The Cognitive account for depression suggests that depression results from maladaptive, irrational or faulty cognitions which take the form of distorted thoughts and judgements. It also suggests that depressive cognitions can be socially or observationally learnt. For example,when children in a dysfunctional family observe their parents fail to successfully cope with stressful experiences or traumatic events. The cognitive account for depression also suggests that depressive cognitions are the result of the lack of experiences that would aid the development of adaptive coping skills.
One key assumption of the cognitive theory is that depressed individuals think differently than non- depressed individuals and this difference in thinking contributes to them becoming depressed. For example, depressed individuals are likely to view themselves,their environment and their future in a pessimistic way. This results in a depressed individual having the tendency to misinterpret facts in a negative ways and also results in them often blaming themselves for any adversity that occurs.
This negative thinking works to function as a negative bias,meaning it makes it effortless for depressed individuals to see circumstances as being more severe than they really are. This escalates the risk that such individuals will develop depressive symptoms as a response to stressful situations (Davey,2011). This idea is reinforced in Beck’s Cognitive Theory (1987) which claimed that depressed individuals have developed a negative schema that leads to them viewing the world and themselves in a negative way.
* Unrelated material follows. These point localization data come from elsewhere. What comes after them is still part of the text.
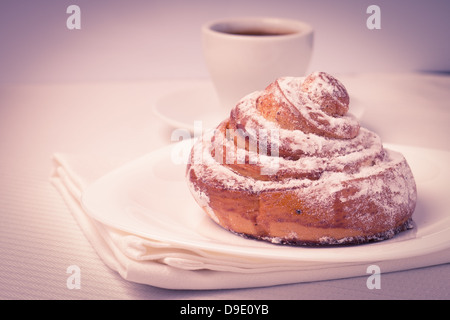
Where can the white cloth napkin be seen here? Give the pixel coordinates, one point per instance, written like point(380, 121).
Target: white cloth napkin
point(155, 263)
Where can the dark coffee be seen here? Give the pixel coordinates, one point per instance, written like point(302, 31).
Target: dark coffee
point(258, 32)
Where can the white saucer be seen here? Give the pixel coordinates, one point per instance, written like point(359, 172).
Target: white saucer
point(149, 197)
point(197, 101)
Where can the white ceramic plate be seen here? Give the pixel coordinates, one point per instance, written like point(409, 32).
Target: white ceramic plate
point(149, 197)
point(194, 102)
point(197, 101)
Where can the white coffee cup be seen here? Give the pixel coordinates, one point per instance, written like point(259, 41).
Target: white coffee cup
point(244, 55)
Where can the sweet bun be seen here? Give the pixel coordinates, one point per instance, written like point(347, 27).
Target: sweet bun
point(291, 166)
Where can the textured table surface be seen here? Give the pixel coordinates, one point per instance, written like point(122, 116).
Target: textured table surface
point(39, 239)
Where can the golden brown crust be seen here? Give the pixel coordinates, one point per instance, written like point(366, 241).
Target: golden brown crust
point(265, 174)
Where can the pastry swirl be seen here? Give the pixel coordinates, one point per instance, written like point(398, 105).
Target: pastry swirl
point(292, 166)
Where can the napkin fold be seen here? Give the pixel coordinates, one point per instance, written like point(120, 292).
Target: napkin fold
point(160, 264)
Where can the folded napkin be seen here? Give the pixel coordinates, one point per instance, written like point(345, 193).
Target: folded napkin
point(165, 265)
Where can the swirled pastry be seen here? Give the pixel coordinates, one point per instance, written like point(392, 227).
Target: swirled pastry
point(292, 166)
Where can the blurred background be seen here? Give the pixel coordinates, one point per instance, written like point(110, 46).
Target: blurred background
point(137, 40)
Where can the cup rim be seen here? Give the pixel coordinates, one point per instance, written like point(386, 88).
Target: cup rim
point(293, 28)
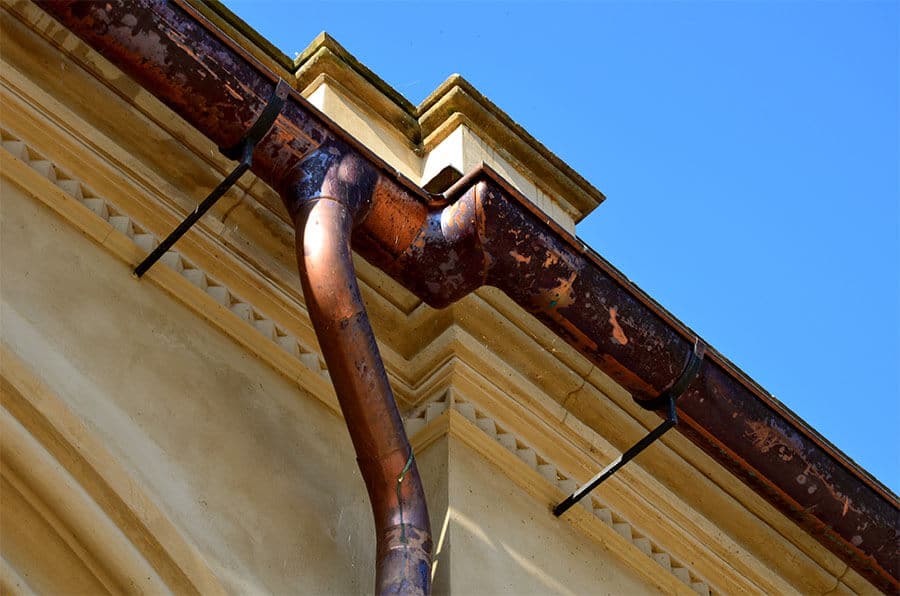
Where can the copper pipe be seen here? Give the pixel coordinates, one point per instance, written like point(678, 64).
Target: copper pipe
point(486, 233)
point(332, 190)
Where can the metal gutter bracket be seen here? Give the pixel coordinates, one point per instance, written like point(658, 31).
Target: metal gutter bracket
point(242, 151)
point(666, 400)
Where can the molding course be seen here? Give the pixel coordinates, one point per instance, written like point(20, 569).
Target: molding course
point(112, 228)
point(420, 363)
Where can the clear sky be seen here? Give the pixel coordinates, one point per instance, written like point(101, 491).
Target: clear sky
point(750, 153)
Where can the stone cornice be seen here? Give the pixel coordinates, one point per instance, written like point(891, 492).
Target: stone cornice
point(243, 254)
point(456, 101)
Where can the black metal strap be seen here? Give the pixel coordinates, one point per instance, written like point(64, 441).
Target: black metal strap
point(691, 369)
point(667, 398)
point(242, 150)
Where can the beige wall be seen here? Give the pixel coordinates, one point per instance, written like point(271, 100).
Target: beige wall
point(162, 434)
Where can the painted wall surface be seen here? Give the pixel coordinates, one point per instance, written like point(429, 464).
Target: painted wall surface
point(261, 478)
point(156, 436)
point(503, 541)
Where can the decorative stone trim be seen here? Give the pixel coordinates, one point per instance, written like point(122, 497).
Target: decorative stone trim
point(174, 260)
point(449, 400)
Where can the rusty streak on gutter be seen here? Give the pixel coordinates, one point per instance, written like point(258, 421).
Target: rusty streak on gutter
point(482, 232)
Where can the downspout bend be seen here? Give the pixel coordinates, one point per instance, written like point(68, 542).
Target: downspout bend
point(327, 195)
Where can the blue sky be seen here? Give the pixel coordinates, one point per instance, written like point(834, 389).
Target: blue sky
point(750, 153)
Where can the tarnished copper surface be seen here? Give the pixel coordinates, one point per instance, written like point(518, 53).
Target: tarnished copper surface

These negative schemas influence the selection,encoding,categorisation and evaluation of stimuli and events in the world that leads to symptomatology. Beck also argued that these negative schemas are a relatively constant characteristic of the depressed individual’s personality and develops as a result of early adverse childhood experiences. In later life, when the individual encounters a stressful experience this will reactivate this negative schema and allow the biased thinking that produces depressive symptoms such as deficits in cognitive,affective,motivational and behavioural functioning (Davey,2011).
In conclusion, biological and cognitive research are both crucial in providing clinical psychologists an explanation for depression. Biological research helps them understand abnormalities in the brain,including changes in the neurotransmitter levels,which may contribute to the development of depression in an individual. However, cognitive research also helps clinical psychologists to gain a deeper understanding of depression and its treatment.